The buffet style of education, where you take what you want when you want it, is so unfortunate, in my opinion. I know young people. They gravitate toward what comes naturally to them and what they think they want. But what they’re comfortable with isn’t necessarily their destiny.

I also think it’s good to keep as wide a circle as possible of professional acquaintances. My predecessor at Parsons never interviewed anyone for positions unless there was one available that very second. I took a lot of promising people out for lunch just so we’d know each other and be able to cut to the chase when a job did open up. I thought we should vet people and stay in touch with them so we had a stable and could get someone into open jobs immediately rather than having everything be a 911 call.

You can be inspired by anything, and you never know what information is going to serve you well later. That’s why I think core curriculums are good. You need to have a grounding in everything. Fashion does not exist in a cultural vacuum. Lady Gaga’s famous gyroscope dress on Saturday Night Livemade me think that her designer at some point took a physics class.

So it’s good to push yourself and others to study as many different fields as you can, even if you think you know exactly what you want to do.

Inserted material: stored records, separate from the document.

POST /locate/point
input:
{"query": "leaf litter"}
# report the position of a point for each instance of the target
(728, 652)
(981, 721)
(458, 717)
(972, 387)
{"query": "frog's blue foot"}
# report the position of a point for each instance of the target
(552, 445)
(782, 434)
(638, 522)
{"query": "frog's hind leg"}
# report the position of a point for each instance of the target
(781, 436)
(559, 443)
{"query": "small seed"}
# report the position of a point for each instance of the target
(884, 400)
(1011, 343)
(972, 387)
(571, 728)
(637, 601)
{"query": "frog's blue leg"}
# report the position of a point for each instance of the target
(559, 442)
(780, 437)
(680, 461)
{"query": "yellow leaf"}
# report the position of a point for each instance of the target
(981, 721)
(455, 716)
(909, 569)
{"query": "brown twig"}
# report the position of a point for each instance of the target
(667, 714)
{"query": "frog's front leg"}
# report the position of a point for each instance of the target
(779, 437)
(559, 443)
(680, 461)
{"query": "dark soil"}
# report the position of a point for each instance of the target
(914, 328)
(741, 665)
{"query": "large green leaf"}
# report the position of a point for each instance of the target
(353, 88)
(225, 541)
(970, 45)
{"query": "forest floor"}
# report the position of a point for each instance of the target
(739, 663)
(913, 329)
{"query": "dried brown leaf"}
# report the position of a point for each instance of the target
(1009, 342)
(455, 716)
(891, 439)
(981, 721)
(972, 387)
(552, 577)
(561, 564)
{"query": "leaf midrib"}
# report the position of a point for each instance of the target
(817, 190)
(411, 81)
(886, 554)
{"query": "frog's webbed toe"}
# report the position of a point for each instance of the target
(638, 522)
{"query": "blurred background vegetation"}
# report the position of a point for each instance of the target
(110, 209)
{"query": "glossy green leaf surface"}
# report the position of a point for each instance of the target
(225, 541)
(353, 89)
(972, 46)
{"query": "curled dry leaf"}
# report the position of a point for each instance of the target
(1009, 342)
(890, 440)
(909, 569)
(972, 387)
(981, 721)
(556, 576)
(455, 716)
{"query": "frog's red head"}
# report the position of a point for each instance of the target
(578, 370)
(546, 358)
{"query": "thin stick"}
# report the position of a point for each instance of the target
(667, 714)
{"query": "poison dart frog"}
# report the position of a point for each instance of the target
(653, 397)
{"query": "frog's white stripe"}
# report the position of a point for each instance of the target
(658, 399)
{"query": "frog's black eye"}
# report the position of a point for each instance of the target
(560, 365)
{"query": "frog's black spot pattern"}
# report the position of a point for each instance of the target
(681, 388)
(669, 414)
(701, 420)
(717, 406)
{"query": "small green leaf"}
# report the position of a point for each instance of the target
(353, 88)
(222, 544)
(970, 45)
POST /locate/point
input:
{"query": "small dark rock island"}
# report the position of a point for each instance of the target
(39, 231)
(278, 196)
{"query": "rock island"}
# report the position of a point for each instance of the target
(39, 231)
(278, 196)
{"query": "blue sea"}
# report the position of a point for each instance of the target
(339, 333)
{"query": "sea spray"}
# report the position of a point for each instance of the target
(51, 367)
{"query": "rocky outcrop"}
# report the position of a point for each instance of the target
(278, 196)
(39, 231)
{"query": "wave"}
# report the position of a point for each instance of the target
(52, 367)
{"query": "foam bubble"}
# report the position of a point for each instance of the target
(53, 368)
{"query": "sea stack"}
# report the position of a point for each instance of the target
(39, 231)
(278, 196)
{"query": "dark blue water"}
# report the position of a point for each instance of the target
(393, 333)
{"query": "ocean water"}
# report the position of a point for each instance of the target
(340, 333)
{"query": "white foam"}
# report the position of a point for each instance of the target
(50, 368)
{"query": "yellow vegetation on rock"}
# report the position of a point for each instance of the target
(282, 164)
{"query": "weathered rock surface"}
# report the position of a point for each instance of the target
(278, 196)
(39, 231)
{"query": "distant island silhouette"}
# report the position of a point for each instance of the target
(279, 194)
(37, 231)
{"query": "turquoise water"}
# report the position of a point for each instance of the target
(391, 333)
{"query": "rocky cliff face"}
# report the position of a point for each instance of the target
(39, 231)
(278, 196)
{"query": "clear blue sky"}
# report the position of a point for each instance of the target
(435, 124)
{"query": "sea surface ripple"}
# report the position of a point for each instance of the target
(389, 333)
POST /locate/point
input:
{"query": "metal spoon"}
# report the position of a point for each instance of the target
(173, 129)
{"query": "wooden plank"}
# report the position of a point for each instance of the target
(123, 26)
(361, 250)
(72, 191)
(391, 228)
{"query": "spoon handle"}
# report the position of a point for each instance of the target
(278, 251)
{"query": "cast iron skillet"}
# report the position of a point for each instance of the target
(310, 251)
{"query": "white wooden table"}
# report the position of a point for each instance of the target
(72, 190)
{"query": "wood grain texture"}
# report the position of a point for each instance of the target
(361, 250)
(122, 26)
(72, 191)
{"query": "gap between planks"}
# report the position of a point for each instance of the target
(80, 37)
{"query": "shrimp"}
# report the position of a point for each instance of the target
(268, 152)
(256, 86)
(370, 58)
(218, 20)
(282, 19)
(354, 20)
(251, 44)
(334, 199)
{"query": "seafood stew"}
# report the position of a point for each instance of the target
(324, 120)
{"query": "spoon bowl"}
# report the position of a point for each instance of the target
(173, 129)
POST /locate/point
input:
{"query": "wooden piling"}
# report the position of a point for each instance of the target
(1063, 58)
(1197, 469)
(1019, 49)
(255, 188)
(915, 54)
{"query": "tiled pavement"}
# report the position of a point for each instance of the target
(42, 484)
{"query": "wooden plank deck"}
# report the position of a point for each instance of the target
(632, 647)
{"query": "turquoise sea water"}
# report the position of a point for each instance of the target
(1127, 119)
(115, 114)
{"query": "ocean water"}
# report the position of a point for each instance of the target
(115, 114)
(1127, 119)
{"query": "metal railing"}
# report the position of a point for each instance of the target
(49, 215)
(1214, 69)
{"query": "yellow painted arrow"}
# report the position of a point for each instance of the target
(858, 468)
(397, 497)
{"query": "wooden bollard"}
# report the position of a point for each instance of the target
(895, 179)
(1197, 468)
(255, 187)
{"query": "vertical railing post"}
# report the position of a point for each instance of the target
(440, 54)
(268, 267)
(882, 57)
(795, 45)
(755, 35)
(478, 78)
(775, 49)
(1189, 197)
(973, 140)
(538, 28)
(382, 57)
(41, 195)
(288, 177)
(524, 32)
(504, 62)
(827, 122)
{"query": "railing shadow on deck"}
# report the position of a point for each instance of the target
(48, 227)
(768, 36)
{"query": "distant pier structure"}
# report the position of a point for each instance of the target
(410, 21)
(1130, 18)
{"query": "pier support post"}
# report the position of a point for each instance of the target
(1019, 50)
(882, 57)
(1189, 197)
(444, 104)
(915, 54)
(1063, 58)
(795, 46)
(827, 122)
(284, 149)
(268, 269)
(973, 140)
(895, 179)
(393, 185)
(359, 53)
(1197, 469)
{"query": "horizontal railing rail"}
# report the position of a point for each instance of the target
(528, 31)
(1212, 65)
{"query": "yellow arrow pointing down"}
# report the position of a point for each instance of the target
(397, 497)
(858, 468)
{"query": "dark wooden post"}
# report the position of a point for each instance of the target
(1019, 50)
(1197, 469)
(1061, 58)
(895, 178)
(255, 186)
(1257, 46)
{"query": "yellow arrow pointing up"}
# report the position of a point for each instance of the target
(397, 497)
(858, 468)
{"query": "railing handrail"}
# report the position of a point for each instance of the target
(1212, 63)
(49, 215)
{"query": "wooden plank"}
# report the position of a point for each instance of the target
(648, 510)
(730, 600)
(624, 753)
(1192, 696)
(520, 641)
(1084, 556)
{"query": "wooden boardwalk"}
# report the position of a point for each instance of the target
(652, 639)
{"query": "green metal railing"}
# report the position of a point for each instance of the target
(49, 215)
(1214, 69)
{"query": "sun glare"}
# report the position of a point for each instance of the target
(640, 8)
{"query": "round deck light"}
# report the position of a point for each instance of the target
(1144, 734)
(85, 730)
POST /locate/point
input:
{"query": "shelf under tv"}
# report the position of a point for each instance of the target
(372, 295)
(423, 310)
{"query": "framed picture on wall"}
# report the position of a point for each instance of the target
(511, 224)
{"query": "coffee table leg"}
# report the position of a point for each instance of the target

If you aren’t convinced that it’s good for you and for your career, then maybe you will be convinced by David Sedaris’s argument for broad-based education in his story “21 Down”: “When asked ‘What do we need to learn this for?’ any high school teacher can answer that, regardless of the subject, the knowledge will come in handy once the student hits middle age and starts working crossword puzzles in order to stave off the terrible loneliness.”

As a crossword puzzle junkie myself, I love that argument for education. But I also believe culture can genuinely improve your life. You can be too rich and too thin, but you can never be too well read or too curious about the world.